2015-02-09
 
201529image(8).jpg (350×238)
Cosmas Shi Enxiang in an undated photo.
Photo courtesy of UCAnews
 
 
An underground Catholic bishop in China has died at the age of 94, 14 years after his ‘disappearance’ at the hands of authorities, a Catholic news website and a religious rights activist said.
 
Bishop Cosmas Shi Enxiang of Yi county in Hebei province was arrested on Good Friday, 2001, at a relative’s home in Beijing, and had been held without charge at an unknown location since then, the UCANews website said.
 
Joseph Kung, spokesman for the U.S.-based Cardinal Kung Foundation, said the family had been trying to discover Shi’s whereabouts for years.
 
“Bishop Shi has been disappeared for 14 years, and neither we nor his family knew where he was being held,” Kung told RFA.
 
He said authorities in Hebei’s provincial capital Baoding had only informed the family of Shi’s death.
 
“[Then] the Baoding authorities informed his relatives that he had died, but the family still doesn’t know where his remains are, nor his personal effects,” Kung said.
 
According to the bishop’s great-niece Shi Chunyan, the family was wasn’t told exactly when or how Shi died, UCANews reported.
 
A Beijing-based underground church member, who gave only his surname Ding, said Shi had been persecuted by the authorities because he wasn’t a member of the China’s ruling Communist Party-approved China Patriotic Catholic Association, which doesn’t recognize the authority of the Vatican.
 
“He was held for a very long time, and died in jail in his nineties,” Ding said. “I think this is very inhumane, and it makes one very angry.”
 
“It’s a typical example of China’s track record on religious freedom,” he said.
 
Religious freedom
 
Officially an atheist country, China has an army of officials whose job is to watch over faith-based activities, which have spread rapidly in recent decades amid sweeping economic and social change.
 
Party officials are put in charge of Catholics, Buddhists, Taoists, Muslims, and Protestants.

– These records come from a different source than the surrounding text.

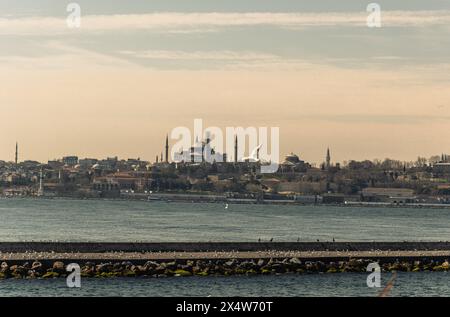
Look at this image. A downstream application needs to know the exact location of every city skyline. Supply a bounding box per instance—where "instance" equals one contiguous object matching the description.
[4,138,450,167]
[0,0,450,162]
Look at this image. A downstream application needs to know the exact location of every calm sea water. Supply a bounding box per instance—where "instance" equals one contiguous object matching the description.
[0,272,450,297]
[0,199,450,241]
[0,199,450,296]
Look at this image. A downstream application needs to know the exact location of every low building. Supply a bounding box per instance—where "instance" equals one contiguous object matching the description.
[361,187,417,204]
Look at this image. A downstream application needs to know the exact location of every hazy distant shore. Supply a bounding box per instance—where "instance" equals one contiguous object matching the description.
[0,195,450,209]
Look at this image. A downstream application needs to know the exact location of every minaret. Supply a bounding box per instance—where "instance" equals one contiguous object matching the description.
[325,148,331,168]
[234,135,238,163]
[38,167,44,196]
[15,141,19,165]
[166,135,169,163]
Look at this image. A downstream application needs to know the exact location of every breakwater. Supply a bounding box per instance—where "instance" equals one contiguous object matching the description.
[0,258,450,278]
[0,242,450,278]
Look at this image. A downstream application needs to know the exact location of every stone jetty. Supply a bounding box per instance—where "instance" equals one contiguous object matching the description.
[0,242,450,278]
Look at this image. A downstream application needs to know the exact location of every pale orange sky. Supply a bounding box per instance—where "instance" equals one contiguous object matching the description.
[0,6,450,163]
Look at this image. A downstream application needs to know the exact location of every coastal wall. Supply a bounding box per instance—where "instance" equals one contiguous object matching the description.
[0,241,450,253]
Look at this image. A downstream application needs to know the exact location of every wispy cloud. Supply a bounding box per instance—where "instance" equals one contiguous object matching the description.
[120,50,280,61]
[0,10,450,35]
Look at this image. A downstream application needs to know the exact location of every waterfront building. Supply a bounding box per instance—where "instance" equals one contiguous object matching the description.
[62,156,78,166]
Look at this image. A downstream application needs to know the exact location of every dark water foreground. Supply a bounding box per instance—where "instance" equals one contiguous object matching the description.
[0,199,450,242]
[0,272,450,297]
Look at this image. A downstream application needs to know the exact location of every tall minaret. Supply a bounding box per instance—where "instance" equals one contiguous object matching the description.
[37,167,44,196]
[234,135,238,163]
[166,135,169,163]
[325,148,331,168]
[15,141,19,165]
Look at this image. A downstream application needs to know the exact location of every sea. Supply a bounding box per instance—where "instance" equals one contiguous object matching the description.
[0,198,450,297]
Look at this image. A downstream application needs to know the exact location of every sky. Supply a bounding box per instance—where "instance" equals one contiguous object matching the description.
[0,0,450,163]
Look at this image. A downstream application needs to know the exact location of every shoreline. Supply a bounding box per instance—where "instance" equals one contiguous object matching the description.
[0,196,450,209]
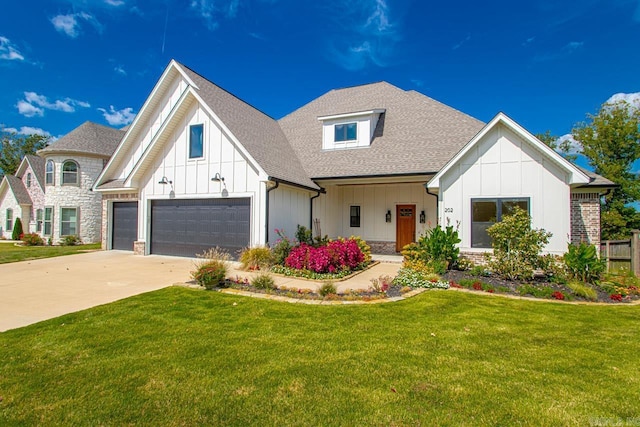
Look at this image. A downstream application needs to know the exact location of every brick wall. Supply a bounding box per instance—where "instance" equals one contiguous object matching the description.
[571,193,600,247]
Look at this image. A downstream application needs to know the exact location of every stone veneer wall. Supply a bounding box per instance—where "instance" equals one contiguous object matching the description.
[44,155,104,244]
[102,193,139,255]
[571,193,600,248]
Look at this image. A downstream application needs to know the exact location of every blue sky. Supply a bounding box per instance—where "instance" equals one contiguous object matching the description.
[0,0,640,155]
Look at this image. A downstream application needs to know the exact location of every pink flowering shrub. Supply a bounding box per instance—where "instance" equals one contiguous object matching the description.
[285,239,365,273]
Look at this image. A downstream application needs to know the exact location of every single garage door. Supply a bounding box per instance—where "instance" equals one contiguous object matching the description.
[111,202,138,251]
[151,198,251,257]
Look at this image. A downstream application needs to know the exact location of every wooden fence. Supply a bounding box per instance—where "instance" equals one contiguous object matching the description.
[600,230,640,276]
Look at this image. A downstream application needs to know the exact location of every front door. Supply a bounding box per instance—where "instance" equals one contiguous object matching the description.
[396,205,416,252]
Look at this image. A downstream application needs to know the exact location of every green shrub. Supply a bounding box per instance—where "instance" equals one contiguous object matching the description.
[191,248,231,289]
[564,242,605,283]
[60,234,82,246]
[318,281,338,297]
[240,246,273,270]
[271,228,293,265]
[567,281,598,301]
[22,233,44,246]
[251,273,276,289]
[11,218,24,240]
[487,207,551,280]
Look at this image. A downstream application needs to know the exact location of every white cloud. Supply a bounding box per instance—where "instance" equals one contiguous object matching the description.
[0,36,24,61]
[16,101,44,117]
[98,105,136,126]
[328,0,400,71]
[606,92,640,109]
[51,12,102,39]
[16,92,91,117]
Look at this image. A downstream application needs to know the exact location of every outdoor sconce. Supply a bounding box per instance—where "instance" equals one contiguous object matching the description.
[211,172,224,182]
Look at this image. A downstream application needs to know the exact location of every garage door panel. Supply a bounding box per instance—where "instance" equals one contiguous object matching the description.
[111,202,138,251]
[151,198,251,257]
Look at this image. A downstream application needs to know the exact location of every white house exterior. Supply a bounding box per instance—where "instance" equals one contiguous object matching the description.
[94,61,613,256]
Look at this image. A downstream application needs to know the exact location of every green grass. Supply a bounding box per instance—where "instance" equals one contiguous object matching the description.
[0,288,640,426]
[0,243,100,264]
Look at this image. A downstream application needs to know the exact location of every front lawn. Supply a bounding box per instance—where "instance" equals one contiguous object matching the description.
[0,243,100,264]
[0,287,640,426]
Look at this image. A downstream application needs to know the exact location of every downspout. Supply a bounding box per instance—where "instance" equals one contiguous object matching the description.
[264,181,280,245]
[309,188,325,233]
[424,186,440,225]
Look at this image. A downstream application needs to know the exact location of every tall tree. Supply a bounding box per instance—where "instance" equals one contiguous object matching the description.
[0,132,49,178]
[572,101,640,239]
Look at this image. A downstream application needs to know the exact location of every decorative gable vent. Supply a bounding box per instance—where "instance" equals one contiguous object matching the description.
[318,109,386,150]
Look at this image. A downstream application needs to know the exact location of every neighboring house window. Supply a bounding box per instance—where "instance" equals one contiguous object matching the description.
[349,206,360,227]
[42,207,53,236]
[60,208,78,236]
[5,209,13,232]
[44,160,54,185]
[189,125,204,159]
[36,209,42,233]
[471,197,529,248]
[62,160,78,185]
[334,123,358,142]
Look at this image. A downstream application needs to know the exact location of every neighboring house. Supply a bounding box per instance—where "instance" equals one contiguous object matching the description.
[94,61,613,257]
[0,122,124,244]
[0,155,44,239]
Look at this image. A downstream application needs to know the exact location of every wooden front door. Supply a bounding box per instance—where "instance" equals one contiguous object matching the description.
[396,205,416,252]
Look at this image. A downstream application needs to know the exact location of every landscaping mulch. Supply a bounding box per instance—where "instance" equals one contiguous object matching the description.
[442,270,640,303]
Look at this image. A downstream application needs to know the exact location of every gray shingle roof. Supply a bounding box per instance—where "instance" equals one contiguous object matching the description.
[5,175,33,205]
[179,64,319,189]
[38,122,125,157]
[26,154,45,188]
[279,82,484,179]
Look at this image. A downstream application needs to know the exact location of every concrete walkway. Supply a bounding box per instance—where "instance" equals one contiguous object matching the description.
[0,251,400,332]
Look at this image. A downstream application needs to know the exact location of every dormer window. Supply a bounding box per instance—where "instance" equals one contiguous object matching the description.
[318,109,385,150]
[334,123,358,142]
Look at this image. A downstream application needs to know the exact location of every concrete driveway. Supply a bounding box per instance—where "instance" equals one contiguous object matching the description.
[0,251,194,332]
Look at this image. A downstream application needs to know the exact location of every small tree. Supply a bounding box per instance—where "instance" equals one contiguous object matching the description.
[487,207,551,280]
[11,218,24,240]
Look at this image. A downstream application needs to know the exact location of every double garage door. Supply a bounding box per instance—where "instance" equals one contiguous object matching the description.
[112,198,251,257]
[151,198,251,257]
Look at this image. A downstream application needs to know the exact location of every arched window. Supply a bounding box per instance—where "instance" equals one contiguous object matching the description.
[62,160,79,185]
[44,160,54,185]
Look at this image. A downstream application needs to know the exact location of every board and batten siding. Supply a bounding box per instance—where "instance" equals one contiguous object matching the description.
[313,182,436,242]
[268,184,316,244]
[439,125,571,253]
[138,102,266,252]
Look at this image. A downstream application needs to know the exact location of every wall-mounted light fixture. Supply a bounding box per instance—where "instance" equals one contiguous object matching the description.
[211,172,224,182]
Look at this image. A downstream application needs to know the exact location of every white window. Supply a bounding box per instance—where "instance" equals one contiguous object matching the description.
[60,208,78,236]
[44,160,55,185]
[333,123,358,142]
[62,160,79,185]
[189,125,204,159]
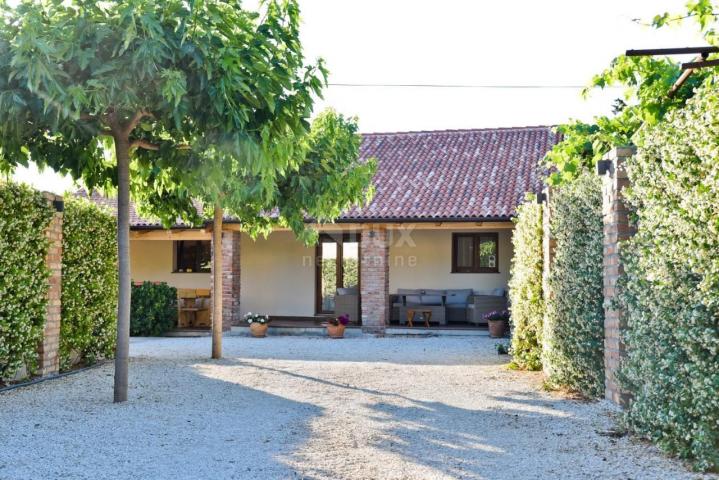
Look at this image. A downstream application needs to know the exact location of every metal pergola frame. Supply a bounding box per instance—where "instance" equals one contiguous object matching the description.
[625,46,719,97]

Judaism isn’t recognized, and worship in non-recognized temples, churches, or mosques is against the law.
 
Ding said China has a huge state “machinery” dedicated to ensuring its religious believers toe the party line.
 
“The older generation of religious leaders in particular spent a much longer time in jail,” he said.
 
He said China’s underground Catholics were forced to be more secretive in their activities because they retain allegiance to the Pope, regarded by Beijing as a foreign power with no say in its internal affairs.
 
“I think there’s a lot that the rest of the world doesn’t even know about the oppression directed at them by the Communist Party, since it came to power,” Ding said.
 
“I think it’s very widespread, deep and dark, and we shall see if people can expose more of it,” he said.
 
Shi Chunyan told UCANews that his family had taken the news of his death very hard.
 
“My parents and the bishop’s other siblings are particularly sad,” she said.
 
“They had been unsuccessfully trying to discover his whereabouts for many years. Now the answer to their questions is that he is dead,” she said.
 
Shi, a native of the northern province of Hebei, was hailed by some in online comments as “a martyr of the Church,” UCANews reported.
 
Bishop Su
 
Meanwhile, city authorities are also holding Catholic bishop James Su of Baoding at an unknown location, after he ‘disappeared’ in October 1997, Kung said.